Es más, al alejar de los ciudadanos, de la base, de los de a pie, el centro de la política económica --y, por extensión, de la política a secas--, sustráese la determinación de las grandes líneas a la posibilidad de presión popular (manifestaciones, protestas, mítines), que es el más importante medio que tienen los de abajo para influir en las decisiones de los de arriba. Es dificilísimo coordinar manifestaciones conjuntas desde Calabria, Creta, Escocia y el Algarbe que marchen a Bruselas o Estrasburgo. No tiene eso comparación posible con la realización de una tarea similar en los EE.UU. (una marcha sobre Washington desde diversos estados de la Unión). Allí unen a los eventuales manifestantes la lengua común, la tradición organizativa, la pertenencia a un país con instituciones comunes, con una historia política y económica que los aúna. Y, en cualquier caso --a falta de buena coordinación que permita marchas desde lejos hacia el Distrito Federal--, siempre está la propia población capitalina, unida al resto de los ciudadanos de la Unión por lazos de esa índole. Es obvio que nada ni aun remotamente similar se da en el caso de «Europa».

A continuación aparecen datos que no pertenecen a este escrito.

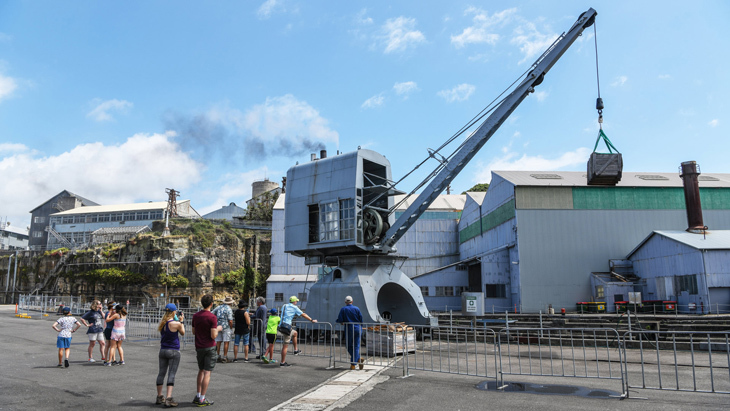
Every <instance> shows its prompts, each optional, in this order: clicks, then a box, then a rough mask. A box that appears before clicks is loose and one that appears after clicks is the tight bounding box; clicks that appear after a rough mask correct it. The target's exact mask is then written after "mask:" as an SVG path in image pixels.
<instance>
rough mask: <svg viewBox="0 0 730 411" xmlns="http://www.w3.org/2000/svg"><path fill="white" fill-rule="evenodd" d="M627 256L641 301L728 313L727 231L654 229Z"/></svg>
mask: <svg viewBox="0 0 730 411" xmlns="http://www.w3.org/2000/svg"><path fill="white" fill-rule="evenodd" d="M627 258H628V259H629V260H631V261H632V262H633V267H634V274H635V275H637V276H638V277H640V278H641V279H642V283H643V295H642V296H643V298H644V299H645V300H673V301H677V306H678V310H679V311H680V312H697V313H707V312H712V313H728V312H730V231H728V230H710V231H707V232H706V233H691V232H687V231H674V230H657V231H654V232H652V233H651V234H649V236H648V237H646V238H645V239H644V240H643V241H642V242H641V243H640V244H639V245H638V246H637V247H636V248H635V249H634V250H632V251H631V253H630V254H629V255H628V257H627ZM691 304H693V305H691ZM692 306H693V307H694V309H690V307H692Z"/></svg>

Que no nos vengan con el cuento de que las cosas pueden cambiar. ¡Claro que pueden cambiar! Mas la historia demuestra que los avances no se logran simultáneamente y al mismo ritmo por doquier, sino que hay un desarrollo desigual. El mezclar el agua con el aceite (¡nunca mejor dicho!) no es lo que nos va a traer una mejor calidad de este último.

Separados, los diversos países de eso que se llama «Europa» podrían seguir sus rumbos diferentes y encaminarse, unos antes y otros después, a una paulatina evolución que los fuera sacando del capitalismo. Juntos, al no empezar a romperse la cadena por ninguno de sus eslabones, está descartada tal evolución.

Sí, claro, dentro de un siglo, o de diez siglos, las cosas cambiarán. No prevalecerá para siempre un sistema tan injusto e irracional como el de la economía de mercado y la propiedad privada. Mas de momento la Unión bloquea y tapona una vía posible --y relativamente indolora-- de evolución, imponiendo el poder férreo e intransigente de las fortalezas financieras, como el Bundesbank, reaccionarios sociales de tomo y lomo que no quieren ni oír hablar de reformas sociales ni de concesiones, sino que nos impondrán por la brava su doctrina neoliberal de flexibilización ulterior del mercado laboral, abaratamiento de los costes salariales, desregulación, austeridad.

Habrá que someterse a su lema de `menos Estado y más sociedad'. Y es que el Estado somos todos juntos --pues es el conjunto de los habitantes--, mientras que la sociedad, al parecer, es el individuo aislado y separado (y éste es tanto más sociedad cuanto más recursos posee.)

Si ésa es la «Europa» mala, ¿por qué no preconizar y añorar la buena? Por la misma razón por la que es absurdo querer un capitalismo sin clases sociales ni desigualdad social (el lema de John Major). Como alternativa realista, factible, operativa, no se da. Y como sueño utópico es algo mezquino. Nuestra perspectiva a largo plazo no es la unión europea, sino la comuna terráquea.